Tauto: It's bloody freezing here (middle of Winter) 14 degrees but it feels minus 2.Yeah,I know ''that's not Winter'' but for someone that doesn't live at the South Pole even this is hard to get used too.Sunday...5.20pm and yeah the suns gone down.
I've told this before, but one of my worst "cold weather" experiences has been in Thailand. When I was there one January, at nights the temperatures might go down to like 10-14 C degrees (at daytime they were at a nice 26-30 C or so).
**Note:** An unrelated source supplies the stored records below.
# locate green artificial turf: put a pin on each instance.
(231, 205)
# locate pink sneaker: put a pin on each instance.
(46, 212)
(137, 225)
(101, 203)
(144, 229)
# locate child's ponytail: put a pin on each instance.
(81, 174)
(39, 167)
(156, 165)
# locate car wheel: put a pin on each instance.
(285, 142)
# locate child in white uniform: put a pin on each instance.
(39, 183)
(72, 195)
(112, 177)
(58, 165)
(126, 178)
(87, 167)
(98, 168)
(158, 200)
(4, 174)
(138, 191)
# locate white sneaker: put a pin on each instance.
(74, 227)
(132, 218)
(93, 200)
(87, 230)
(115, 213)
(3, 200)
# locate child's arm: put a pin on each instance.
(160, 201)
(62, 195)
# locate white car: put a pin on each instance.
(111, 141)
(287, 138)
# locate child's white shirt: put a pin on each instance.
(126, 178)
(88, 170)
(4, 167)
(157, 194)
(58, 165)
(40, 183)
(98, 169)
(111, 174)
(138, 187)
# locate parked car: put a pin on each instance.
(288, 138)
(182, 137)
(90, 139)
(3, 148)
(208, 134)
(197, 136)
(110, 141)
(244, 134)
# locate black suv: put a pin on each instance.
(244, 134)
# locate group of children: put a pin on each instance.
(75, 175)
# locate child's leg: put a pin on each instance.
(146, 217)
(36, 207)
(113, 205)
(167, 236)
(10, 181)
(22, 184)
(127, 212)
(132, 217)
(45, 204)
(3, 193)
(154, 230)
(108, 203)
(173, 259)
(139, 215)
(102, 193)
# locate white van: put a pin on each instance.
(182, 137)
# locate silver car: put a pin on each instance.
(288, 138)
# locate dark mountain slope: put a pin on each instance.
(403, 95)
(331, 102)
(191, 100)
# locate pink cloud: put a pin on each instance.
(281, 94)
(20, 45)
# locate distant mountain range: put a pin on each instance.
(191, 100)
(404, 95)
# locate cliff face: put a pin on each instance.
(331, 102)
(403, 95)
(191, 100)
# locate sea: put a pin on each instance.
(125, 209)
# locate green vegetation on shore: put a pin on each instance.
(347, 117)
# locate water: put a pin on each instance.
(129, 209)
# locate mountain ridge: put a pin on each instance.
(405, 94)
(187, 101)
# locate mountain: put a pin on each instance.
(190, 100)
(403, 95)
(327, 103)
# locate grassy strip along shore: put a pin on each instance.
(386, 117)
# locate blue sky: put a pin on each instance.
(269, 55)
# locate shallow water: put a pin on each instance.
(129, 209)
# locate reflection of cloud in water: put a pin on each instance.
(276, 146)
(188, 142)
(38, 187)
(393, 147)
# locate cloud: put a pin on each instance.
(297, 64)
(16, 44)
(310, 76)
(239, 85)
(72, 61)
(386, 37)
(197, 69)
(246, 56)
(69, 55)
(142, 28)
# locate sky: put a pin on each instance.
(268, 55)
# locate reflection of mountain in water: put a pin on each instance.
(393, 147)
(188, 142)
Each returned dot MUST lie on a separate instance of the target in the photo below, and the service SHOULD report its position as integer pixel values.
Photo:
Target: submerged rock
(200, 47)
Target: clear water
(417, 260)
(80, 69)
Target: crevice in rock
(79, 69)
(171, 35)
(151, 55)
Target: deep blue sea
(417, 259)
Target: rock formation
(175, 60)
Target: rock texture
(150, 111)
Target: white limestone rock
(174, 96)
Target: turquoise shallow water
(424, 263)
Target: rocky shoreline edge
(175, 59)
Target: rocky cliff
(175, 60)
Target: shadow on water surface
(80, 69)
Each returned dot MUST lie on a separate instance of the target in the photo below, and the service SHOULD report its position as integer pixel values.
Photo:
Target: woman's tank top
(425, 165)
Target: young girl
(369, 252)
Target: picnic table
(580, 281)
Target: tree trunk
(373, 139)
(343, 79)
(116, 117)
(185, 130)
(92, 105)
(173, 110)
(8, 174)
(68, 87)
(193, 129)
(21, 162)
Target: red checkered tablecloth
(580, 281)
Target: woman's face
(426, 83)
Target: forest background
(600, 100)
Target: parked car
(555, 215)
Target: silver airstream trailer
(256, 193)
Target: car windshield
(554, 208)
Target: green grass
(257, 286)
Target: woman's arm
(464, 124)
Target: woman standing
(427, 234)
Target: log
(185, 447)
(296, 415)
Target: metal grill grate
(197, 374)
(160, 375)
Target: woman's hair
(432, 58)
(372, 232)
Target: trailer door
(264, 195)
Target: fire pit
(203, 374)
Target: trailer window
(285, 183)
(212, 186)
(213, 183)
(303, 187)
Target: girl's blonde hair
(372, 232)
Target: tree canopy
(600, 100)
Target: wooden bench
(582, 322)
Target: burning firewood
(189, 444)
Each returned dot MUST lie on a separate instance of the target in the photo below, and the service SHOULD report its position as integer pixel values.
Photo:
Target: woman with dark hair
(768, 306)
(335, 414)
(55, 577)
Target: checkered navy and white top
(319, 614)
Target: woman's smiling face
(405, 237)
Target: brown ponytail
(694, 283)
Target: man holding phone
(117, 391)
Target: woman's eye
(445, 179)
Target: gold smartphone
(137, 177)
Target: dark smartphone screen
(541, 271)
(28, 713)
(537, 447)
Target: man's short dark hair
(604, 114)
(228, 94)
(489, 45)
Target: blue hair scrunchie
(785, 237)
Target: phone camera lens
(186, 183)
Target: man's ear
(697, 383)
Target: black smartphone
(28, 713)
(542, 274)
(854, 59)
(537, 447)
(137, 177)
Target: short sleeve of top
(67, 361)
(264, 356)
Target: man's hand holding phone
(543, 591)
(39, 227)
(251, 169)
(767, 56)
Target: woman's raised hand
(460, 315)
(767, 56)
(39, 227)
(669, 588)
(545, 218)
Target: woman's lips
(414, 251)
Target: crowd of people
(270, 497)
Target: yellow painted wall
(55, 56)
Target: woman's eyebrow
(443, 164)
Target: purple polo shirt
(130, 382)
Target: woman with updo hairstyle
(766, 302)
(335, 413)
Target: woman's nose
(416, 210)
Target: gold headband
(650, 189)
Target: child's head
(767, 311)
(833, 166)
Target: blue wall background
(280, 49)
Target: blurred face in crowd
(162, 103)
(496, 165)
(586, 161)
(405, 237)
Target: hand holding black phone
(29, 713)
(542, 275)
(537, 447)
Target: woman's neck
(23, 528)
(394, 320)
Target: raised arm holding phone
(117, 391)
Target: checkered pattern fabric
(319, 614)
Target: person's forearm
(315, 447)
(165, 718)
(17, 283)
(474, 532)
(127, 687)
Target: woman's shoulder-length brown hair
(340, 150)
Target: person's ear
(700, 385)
The "low" night temperatures were a real problem there as the houses had no heating whatsoever nor insulation, so basically at nights it was around that 10-14 C degrees inside as well.
Naturally I didn't have much warmer clothes with me besides T-shirts and such (I had one pair of jeans and a leather jacket which were packed away), and the blankets in the motel were like thin towels. So yeah, I felt like I was freezing to death there at nights.
I guess thai homes are mostly made to stay cool at hot temperatures, rather than warm at lower temperatures. Here in Finland it is vice versa: if the temperatures get up to 25 C or so in the summer, inside it might be 30 C or more even if you keep the windows open. The houses are designed to stay wam at winters, not so much to stay cool in the (short) summers.
Currently it is pretty warm in Finland, has been quite some time. Around 28-32 C degrees daytime, and night temperatures also over 20 C. It has been like this for a couple of weeks, and still continuing. This reminds me that I must buy and install an aircon system to my home, mainly for these warmer days in the summer. It is not unbearable inside right now (pretty nice actually in a t-shirt, with a fan blowing at me), but nights tend to be too warm for me. I am usually soaking wet with sweat at nights, and I hate it. I want to get the night temperatures down to 22 C or so inside, and get the humidity out of the air. Then I can sleep better.
The aircon systems here are useful also in the winter as they help heating the home at winter, and use less electricity for that than normal heaters. The aircon systems I've seen in Thailand can only cool down, not warm up, the air. Including the aircons in Thai cars.